Teachers approach this topic by first removing the pressure to ‘draw a picture.’ The goal is mark fluency, not realism. Use direct comparisons: place a 6B and a 2H side by side and ask students to press equally hard on scrap paper. Show them how the 6B leaves a thick, velvety mark while the 2H barely leaves a trace. Avoid rushing to finished pieces; instead, build confidence through short, focused exercises that isolate one variable at a time.

Successful learning looks like students confidently selecting tools and marks to match their intentions. They should describe why a hard pencil creates light lines and a soft pencil creates dark ones, and they should use smudging deliberately to build texture. You’ll see them step away from the page to compare their marks, showing they’re thinking about effects, not just filling space.
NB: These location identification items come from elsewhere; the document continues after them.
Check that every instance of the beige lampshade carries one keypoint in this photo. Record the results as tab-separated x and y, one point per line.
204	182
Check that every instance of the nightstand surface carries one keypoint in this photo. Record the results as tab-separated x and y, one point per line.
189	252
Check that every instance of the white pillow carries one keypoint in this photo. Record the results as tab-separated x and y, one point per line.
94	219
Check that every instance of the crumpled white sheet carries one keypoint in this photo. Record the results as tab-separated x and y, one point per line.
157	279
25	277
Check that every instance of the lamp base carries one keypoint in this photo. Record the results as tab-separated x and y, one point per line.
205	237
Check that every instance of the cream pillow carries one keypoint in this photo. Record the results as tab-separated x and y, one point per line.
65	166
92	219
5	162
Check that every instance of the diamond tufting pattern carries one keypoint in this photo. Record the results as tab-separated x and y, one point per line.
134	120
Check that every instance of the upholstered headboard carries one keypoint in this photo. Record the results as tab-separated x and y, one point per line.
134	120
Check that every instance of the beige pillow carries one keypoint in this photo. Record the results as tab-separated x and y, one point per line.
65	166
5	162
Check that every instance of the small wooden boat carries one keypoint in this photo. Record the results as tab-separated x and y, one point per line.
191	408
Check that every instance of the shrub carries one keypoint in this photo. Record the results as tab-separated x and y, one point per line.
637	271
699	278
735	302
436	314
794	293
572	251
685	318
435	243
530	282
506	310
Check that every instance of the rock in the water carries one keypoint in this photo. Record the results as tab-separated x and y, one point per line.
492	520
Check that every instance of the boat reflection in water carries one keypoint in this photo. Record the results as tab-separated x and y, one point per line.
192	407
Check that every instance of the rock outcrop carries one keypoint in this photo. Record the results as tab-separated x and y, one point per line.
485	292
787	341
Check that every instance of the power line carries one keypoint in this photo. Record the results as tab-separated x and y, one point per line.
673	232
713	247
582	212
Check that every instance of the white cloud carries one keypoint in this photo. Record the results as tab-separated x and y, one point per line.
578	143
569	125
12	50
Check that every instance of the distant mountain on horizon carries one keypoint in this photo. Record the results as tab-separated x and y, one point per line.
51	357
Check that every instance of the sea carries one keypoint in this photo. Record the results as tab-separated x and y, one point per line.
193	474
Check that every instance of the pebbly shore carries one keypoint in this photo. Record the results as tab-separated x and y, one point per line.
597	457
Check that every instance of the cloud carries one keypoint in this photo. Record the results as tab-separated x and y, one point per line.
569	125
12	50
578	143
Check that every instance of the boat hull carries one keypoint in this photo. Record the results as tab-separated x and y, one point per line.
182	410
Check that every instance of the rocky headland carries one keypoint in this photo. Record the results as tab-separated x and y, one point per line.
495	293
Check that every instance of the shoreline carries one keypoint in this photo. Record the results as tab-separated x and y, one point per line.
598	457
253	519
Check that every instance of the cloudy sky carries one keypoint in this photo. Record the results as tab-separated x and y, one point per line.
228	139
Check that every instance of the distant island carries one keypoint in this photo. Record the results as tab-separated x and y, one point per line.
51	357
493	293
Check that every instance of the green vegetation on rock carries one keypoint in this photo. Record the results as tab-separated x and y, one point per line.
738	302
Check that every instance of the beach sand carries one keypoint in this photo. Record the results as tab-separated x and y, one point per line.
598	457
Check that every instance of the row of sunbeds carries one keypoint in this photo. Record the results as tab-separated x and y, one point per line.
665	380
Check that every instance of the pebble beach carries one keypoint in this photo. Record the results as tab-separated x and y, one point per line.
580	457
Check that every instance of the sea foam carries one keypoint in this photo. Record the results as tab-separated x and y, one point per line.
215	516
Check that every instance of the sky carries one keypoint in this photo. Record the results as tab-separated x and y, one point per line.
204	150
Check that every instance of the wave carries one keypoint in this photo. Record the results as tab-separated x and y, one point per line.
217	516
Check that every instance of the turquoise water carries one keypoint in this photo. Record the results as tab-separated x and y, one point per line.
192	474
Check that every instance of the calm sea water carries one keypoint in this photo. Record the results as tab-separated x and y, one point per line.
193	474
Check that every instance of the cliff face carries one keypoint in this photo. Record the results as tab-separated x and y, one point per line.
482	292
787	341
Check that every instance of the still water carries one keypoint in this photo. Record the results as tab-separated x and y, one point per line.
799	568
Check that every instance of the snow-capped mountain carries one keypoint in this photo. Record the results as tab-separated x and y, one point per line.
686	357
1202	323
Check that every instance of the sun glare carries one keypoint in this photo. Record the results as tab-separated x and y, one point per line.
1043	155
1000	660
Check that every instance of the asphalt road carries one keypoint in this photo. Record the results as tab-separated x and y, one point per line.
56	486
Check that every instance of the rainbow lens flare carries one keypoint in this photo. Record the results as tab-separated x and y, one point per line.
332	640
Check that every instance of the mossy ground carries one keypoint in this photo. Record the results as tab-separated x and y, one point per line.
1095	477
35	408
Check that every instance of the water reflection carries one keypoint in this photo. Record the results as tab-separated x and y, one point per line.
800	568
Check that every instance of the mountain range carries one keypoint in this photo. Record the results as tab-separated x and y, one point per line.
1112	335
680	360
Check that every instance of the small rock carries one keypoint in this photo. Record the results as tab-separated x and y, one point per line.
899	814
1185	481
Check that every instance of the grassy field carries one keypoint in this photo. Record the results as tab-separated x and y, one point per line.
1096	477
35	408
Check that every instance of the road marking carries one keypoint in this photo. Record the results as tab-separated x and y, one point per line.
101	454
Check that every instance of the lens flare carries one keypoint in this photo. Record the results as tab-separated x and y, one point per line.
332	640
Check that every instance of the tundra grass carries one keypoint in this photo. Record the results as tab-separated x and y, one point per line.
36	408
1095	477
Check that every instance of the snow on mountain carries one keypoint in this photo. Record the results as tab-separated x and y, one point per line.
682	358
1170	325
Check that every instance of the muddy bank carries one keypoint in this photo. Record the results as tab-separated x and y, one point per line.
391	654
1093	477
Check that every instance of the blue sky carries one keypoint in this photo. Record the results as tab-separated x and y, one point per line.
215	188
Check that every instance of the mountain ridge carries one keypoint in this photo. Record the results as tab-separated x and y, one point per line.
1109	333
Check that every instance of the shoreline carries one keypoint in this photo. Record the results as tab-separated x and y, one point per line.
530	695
Watch Out for These Misconceptions

  • During The Graphite Challenge, watch for students who treat all pencils the same. They may press hard on an HB expecting a dark line.

    Set up a comparison station with two pencils: one HB and one 6B. Ask students to press equally hard on scrap paper and observe the difference. Guide them to label their charts with ‘light’ and ‘dark’ to reinforce the link between grade and effect.

  • During Charcoal vs Pencil, watch for students who try to draw fine details with the charcoal stick like it’s a pencil.

    Demonstrate how to hold the charcoal loosely for broad strokes and to use fingertips or a tissue to smudge for soft areas. Have them practice smudging on a scrap to see how marks can grow and soften, not just sharpen.